Law of AI and Robotics (JD, LLM)

This course explores legal, regulatory, and policy questions raised by rapid advancements in artificial intelligence and robotics. We will explore legal issues related to autonomous vehicles, drones, augmented reality, virtual reality, Internet of Things, service robots, robot policing, warfare, the automation of knowledge work, Big Data, algorithms impacting agency and liberty, and more. We will examine these issues within the context of existing law, including tort, property, copyright, war, agency, criminal, and international law, and assess the need for new laws and regulations.

Assessing AI and Computational Technologies (MSL, JD, LLM)

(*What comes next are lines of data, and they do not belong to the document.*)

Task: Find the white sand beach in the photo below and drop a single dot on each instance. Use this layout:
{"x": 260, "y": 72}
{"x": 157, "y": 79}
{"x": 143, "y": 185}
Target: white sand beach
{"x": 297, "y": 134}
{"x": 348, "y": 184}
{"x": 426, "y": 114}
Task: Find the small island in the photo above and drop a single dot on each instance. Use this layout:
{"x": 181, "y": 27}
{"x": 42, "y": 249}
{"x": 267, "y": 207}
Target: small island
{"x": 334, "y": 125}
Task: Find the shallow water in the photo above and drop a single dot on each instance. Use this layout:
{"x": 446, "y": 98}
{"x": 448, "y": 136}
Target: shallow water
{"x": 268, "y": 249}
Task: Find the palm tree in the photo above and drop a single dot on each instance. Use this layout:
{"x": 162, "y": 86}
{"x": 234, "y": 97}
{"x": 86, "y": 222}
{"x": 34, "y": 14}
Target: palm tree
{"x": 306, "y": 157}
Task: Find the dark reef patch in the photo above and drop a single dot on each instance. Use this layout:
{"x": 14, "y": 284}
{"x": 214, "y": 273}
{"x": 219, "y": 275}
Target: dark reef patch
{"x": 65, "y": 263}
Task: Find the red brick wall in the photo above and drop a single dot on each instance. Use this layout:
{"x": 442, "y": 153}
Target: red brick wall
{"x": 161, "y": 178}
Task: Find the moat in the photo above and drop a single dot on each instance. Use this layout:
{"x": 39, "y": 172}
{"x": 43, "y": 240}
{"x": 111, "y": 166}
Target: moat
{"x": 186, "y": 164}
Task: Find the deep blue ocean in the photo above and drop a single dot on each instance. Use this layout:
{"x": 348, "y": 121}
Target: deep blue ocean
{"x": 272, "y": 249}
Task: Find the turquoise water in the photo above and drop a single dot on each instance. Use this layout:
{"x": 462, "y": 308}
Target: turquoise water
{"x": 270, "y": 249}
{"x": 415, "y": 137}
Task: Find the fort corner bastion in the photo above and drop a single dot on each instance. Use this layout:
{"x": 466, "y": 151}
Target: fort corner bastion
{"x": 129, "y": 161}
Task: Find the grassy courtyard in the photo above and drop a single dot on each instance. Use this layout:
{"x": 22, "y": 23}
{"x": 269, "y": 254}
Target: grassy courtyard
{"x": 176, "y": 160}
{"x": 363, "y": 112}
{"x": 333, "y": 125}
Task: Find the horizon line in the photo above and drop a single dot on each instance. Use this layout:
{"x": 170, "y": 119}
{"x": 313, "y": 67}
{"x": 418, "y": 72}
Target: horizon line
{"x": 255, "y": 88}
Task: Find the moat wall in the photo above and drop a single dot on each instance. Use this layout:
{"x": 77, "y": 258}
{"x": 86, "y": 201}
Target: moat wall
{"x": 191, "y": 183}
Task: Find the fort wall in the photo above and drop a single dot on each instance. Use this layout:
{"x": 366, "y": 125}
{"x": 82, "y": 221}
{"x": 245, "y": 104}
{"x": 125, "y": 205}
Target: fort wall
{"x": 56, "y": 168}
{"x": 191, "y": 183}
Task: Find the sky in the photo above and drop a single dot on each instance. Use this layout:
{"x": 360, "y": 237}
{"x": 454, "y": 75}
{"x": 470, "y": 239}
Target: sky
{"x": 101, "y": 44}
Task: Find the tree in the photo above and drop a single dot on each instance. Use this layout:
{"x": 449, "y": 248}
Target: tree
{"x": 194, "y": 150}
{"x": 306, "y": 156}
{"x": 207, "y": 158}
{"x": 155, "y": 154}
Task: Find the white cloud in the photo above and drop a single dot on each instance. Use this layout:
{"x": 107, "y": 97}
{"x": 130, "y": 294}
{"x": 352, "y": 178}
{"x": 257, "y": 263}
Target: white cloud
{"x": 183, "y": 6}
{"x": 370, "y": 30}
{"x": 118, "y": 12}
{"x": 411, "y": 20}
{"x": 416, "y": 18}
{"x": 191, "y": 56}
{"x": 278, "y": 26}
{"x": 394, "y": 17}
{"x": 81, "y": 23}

This course introduces students to artificial intelligence and computational technologies and equips them to identify and assess business and societal opportunities and risks. Globally, leading organizations have begun to embrace these technologies and prepare themselves to leverage future technological advances. This course aims to prepare students to contribute to the development and implementation of innovation initiatives, considering various perspectives, including that of executive, entrepreneur, technologist, regulator, and lawyer.

Introduction to Law and Digital Technologies (CS)

This course explores the legal implications of the contemporary technology landscape, including the growth of artificial intelligence, the ecosystem for creating and disseminating digital information, and the challenges of ensuring digital privacy and algorithm equity. The course aims to help students develop a broad, contextualized view of the legal and policy opportunities and challenges associated with rapid technological change. A key goal of the course is for students to acquire the skills to understand, contribute to, and shape the dialog on complex issues at the intersection of technology and law.

The Science of Law and Computation (CS PhD)

This advanced topics seminar explores the many parallels between the science of law and the science of computation. Both fields require understanding outcomes produced by the interpretation of written instructions, understanding when written instructions are effective, and understanding systems for producing effective written instructions. This course aims to identify fruitful avenues for research that combine legal reasoning and the principles of the rule of law with computer science technical approaches (algorithms, machine learning, programming languages, cryptography, etc).